On Friday night, when they separated the boys and girls, a lady came in to talk to us and she told us her story. She talked about how she was the most non-religious Jew. She worked as a producer for NBC. She met a few people who inspired her to be more Jewish. She went on a trip to Israel and she went to a few services at synagogue and decided to become an Orthodox Jew. I thought it was so incredible! I went home that night with this feeling, that I wanted to start becoming a little bit more religious. Saturday morning at Shabbat services, they were asking all the teens to make an aliyah for mitzvahs. I wanted to tell them that I wanted to keep Shabbat but I didn’t know if I had it in me. So I told them that I would daven every morning for one month. The next we went to the Rebbe’s resting place and we wrote letters. It was so emotional and I remember just sitting there and thinking that I have been wanting to keep Shabbos for such a long time but every time I thought about how every time I just gave up on myself, but I knew Shabbos was so important. I came back that weekend knowing it was the most inspirational weekend of my life. After the shabbaton, I wanted to keep that inspiration with me and continue to be inspired. I made a pledge to only daven every morning for one month but instead I did it for three.

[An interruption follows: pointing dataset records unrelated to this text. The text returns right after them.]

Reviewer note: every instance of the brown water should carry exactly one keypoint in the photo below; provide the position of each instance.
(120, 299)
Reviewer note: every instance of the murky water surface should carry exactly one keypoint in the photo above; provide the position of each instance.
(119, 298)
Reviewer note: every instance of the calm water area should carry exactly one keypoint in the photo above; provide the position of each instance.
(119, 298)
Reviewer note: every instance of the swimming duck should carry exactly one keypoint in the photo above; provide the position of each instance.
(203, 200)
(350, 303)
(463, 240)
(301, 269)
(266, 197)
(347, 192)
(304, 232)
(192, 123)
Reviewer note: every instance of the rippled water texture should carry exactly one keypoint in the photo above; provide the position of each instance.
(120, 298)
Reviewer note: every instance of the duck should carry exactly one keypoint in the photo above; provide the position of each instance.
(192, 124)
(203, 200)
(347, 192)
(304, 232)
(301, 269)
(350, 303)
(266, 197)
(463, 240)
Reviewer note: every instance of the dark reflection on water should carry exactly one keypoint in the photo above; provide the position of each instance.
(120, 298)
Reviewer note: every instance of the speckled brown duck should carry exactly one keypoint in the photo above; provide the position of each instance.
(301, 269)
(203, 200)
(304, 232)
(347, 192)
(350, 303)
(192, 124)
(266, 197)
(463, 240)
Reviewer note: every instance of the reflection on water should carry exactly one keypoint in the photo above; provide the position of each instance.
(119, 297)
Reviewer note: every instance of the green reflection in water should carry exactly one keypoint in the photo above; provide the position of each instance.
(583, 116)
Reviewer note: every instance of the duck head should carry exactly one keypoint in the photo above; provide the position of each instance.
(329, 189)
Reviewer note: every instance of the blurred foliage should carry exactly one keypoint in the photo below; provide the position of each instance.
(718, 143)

In August, I was thinking back on the shabbaton and decided that I should keep Shabbat. So in the beginning of August I started walking to shul, rain or shine. Around Rosh Hashanah/ Yom Kippur time I gave up my phone on Shabbos which wasn’t as hard as I thought it would be. In October I decided to give up using my computer on Shabbos, which was incredibly difficult but I did it! In December I decided I would no longer be turning on and off lights on Shabbos. And in January I decided to not brush my hair on Shabbos. I am so proud of this major accomplishment! The CTeen Shabbaton has changed my life. Because of the inspiration I got from CTeen, I now keep Shabbos. Keeping Shabbos is something that has been so important to me and I feel like a new and improved person. It is truly something that I will cherish forever, and I know there are always ways to become a better Jew, so now I want to start wearing skirts to school (I go to public school) or to start putting mezuzahs in my house. The CTeen shabbaton has impacted my life so much and every single Jew should have the opportunity to go to this incredible, life-changing shabbaton. I am so blessed to have gotten this opportunity. Thank you.